On Thursday, 5 March 2020 at 11:03:30 UTC, mark wrote:

I want to use the Porter stemming algorithm.
There's a D implementation here: 
https://tartarus.org/martin/PorterStemmer/d.txt


I think I (or ketmar and I stole it from him) ported that very 
same file before:


https://github.com/adamdruppe/adrdox/blob/master/stemmer.d

By just adding `const` where appropriate it becomes compatible 
with string and you can slice to take care of the size thing.

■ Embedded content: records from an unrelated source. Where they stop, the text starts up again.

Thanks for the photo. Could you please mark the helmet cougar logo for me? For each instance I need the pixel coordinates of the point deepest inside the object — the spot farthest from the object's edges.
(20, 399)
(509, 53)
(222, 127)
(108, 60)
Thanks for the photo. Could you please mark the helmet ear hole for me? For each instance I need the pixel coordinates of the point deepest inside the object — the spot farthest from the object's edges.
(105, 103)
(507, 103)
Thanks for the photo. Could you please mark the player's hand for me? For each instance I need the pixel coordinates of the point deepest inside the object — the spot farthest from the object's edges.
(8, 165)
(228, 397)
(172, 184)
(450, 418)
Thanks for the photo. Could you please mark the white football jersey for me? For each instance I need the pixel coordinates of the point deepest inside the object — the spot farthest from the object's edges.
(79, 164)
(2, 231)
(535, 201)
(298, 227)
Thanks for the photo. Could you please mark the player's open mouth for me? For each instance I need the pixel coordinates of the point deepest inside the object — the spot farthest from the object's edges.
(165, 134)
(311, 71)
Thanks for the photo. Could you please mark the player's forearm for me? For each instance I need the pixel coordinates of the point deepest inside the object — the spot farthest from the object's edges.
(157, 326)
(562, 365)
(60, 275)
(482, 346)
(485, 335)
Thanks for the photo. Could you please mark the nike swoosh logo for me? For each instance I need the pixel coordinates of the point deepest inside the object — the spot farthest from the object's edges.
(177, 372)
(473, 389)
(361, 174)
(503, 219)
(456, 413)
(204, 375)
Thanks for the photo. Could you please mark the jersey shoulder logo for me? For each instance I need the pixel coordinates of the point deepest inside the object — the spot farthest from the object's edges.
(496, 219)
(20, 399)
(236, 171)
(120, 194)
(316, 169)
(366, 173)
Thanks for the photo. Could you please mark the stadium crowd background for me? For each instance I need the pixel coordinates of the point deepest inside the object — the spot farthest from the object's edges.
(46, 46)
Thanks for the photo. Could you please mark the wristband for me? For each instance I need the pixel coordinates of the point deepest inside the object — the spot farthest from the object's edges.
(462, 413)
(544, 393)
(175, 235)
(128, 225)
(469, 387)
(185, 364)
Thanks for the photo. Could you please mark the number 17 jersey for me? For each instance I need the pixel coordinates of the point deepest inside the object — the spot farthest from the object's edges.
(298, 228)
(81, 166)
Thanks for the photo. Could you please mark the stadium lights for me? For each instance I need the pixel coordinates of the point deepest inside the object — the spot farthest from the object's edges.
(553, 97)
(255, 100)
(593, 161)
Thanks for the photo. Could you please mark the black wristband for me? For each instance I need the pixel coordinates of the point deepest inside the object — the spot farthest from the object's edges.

https://github.com/adamdruppe/adrdox/blob/master/stemmer.d#L512

is that stem function as a const slice


Re: converting to/from char[]/string

2020-03-05 Thread mark via Digitalmars-d-learn
I suspect the problem is using .length rather than some other 
size property.


Re: converting to/from char[]/string

2020-03-05 Thread mark via Digitalmars-d-learn

I changed int to size_t and used const(char[]) etc. as suggested.
It ran but crashed. Each crash was a range violation, so for each 
one I put in a guard so instead of


if ( ... m_b[m_k])

I used

if (m_k < m_b.length && ... m_b[m_k)

I did this kind of fix in three places.

The result is that it does some but not all the stemming!

Anyway, I'll compare it with the Python version and see if I can 
spot the problem(s).


Thanks.


Re: converting to/from char[]/string

2020-03-05 Thread Dennis via Digitalmars-d-learn

On Thursday, 5 March 2020 at 11:31:43 UTC, mark wrote:
I've now got Martin Porter's own Java version, so I'll have a 
go at porting that to D myself.


I don't think that's necessary, the errors seem easy to fix.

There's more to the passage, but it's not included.